El primer verano, las portadas de la prensa local se hicieron eco de la insólita aparición de esa refrescante niebla impropia de la época; así como de la excepcional presencia de un cardumen de lampreas de mar en la Bahía de Cádiz. A día de hoy, la gente ya se ha acostumbrado a este peculiar fenómeno veraniego y en los periódicos solo es mencionado de paso en las sesiones de meteorología y pesca. Me consta, empero, que hay más de una tesis doctoral en marcha tratando de explicar las causas de esta doble —atmosférica y biológica— anomalía estival.
De momento, lo único que se sabe con certeza es que la niebla procede de Galicia y que viaja hasta la bahía de Cádiz sin mezclarse con el resto de masas de aire que atraviesa en el camino; y también que las características genéticas de las lampreas indican que son originarias del rio Mendo. Los estudiosos han visto, además, un cierto paralelismo entre la masa de niebla gallega y los «meddies» —esos remolinos de agua del Mar Mediterráneo que se adentran en el Océano Atlántico y que pueden permanecer durante años sin mezclarse con las aguas circundantes—. Pero mi mente eminentemente cartesiana no se quedará del todo tranquila hasta que no le busquen también una explicación lógica a que la niebla llegue siempre acompañada de un aluvión de lampreas; o a que la meta de ambas sea invariablemente esta bahía.

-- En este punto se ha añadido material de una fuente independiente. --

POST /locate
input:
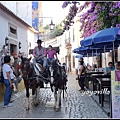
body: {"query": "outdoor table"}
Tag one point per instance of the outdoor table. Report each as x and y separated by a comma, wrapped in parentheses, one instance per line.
(103, 83)
(88, 77)
(95, 82)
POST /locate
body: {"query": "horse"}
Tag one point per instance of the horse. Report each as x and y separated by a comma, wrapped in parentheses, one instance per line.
(33, 79)
(57, 82)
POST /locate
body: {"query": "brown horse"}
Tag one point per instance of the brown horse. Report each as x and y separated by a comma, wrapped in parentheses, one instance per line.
(32, 79)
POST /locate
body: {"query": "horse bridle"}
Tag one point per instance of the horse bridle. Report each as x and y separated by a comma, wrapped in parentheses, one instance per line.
(27, 72)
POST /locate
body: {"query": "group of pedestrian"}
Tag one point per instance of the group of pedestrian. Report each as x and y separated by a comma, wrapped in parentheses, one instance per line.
(10, 74)
(82, 68)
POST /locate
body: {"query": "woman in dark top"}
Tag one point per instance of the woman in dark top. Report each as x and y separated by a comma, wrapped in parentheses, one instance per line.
(81, 75)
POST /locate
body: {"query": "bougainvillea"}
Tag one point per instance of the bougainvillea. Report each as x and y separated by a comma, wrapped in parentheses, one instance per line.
(98, 15)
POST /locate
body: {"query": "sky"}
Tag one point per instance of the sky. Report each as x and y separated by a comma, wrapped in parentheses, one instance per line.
(53, 9)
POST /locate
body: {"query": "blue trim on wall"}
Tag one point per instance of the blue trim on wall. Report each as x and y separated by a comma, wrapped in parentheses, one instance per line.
(34, 5)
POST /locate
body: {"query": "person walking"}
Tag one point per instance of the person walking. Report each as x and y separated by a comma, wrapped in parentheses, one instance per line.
(16, 71)
(81, 75)
(51, 53)
(8, 78)
(40, 52)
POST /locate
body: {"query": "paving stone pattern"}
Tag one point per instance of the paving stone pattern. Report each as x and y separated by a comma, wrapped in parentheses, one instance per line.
(74, 105)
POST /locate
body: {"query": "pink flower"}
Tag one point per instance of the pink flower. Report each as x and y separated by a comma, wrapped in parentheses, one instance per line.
(119, 32)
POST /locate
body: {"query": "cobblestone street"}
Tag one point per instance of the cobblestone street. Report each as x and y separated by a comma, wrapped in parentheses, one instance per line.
(74, 105)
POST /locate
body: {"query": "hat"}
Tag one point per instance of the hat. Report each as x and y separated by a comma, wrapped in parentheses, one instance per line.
(39, 41)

Lo que aquella tarde vi en la Basílica del Cuerpo Santo y, un poco después, a orillas del Mendo es un secreto cuyo peso sé que debo de llevar en solitario. Aun así, cada vez que mi amigo me cuenta que han disfrutado de nuevo de una fantástica noche estrellada, o bien me habla de las quejas de los pescadores porque en verano hay rachas en las que no hay manera de pescar ni una sola lamprea en el Mendo, tengo la tentación de contárselo todo. La tentación de contarle lo que presencié aquel día y mis dudas sobre si fue una simple casualidad necesaria o si, por el contrario, la santa estuvo de por medio. Pero como no me gusta incomodar a la gente, y mucho menos a un buen amigo, al final nunca le digo nada.